Judith Apter Klinghoffer:

Barack Obama is right. The ability of Umar Farouk Abdulmutallab to board a plane to Detroit represents a "catastrophic" failure. But he is also wrong. The system did not fail. He did. He sent signals which led the people working in the system to fail. These people no longer worked for an anti terrorist warier called George W. Bush but a cool, imperturbable Barack Obama whose primary enemy was "over reaction." This is the conclusion I reached reading that the warning received in Nigeria was not buried in Nigeria. The opposite is true. It triggered a multi-agency meeting, the kind of meeting designed to insure that the dots are connected. WSJ reports:

. . . the father of Mr. Abdulmutallab met with the Central Intelligence Agency at the U.S. embassy in Abuja, Nigeria, Nov. 19, and told of his son's likely radicalization, U.S. officials say. That led to a broader gathering of agencies the next day, including the Department of Homeland Security, the Federal Bureau of Investigation and the State Department, in which the information was shared, a U.S. official said.

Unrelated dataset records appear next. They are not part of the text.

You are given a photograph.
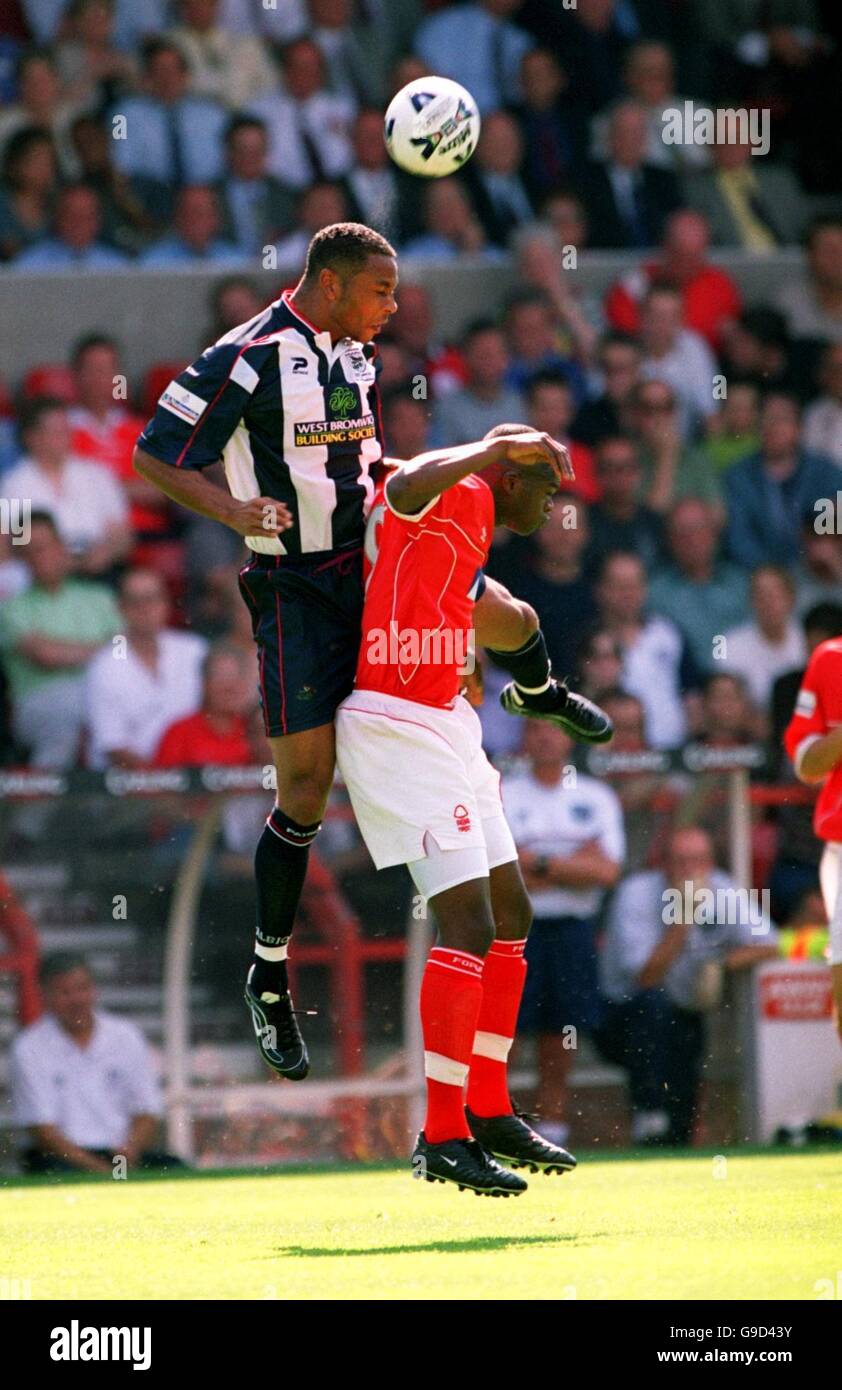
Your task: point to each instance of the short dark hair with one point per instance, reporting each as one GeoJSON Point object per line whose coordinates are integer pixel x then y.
{"type": "Point", "coordinates": [824, 617]}
{"type": "Point", "coordinates": [60, 962]}
{"type": "Point", "coordinates": [35, 409]}
{"type": "Point", "coordinates": [89, 341]}
{"type": "Point", "coordinates": [345, 248]}
{"type": "Point", "coordinates": [242, 123]}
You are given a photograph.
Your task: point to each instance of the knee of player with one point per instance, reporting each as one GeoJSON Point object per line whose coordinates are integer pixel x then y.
{"type": "Point", "coordinates": [530, 620]}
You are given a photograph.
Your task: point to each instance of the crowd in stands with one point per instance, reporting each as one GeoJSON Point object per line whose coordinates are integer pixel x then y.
{"type": "Point", "coordinates": [684, 576]}
{"type": "Point", "coordinates": [211, 131]}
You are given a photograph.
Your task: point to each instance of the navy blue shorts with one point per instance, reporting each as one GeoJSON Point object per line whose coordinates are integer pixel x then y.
{"type": "Point", "coordinates": [562, 976]}
{"type": "Point", "coordinates": [306, 619]}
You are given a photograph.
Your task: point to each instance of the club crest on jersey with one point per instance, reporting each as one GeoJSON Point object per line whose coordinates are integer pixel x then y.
{"type": "Point", "coordinates": [342, 401]}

The speed with which the meeting was organized bodes well for the system. Those present represented agency which were already in possession of bits of information which when pulled together should have enabled them to act precipitously.

So why didn't they? Because in this administration bureaucrats came to believe that acting was more dangerous to their careers than not acting. The Obama administration message was that the War on Terror was over. 9/11 was an aberration and so was the new legal structure built in its aftermath. Normalcy was not fought but courted....

...


There is more.

Her quotes from Sec. Chertoff seem especially relevant. The more we find out about what we knew, the stranger the failure to act looks.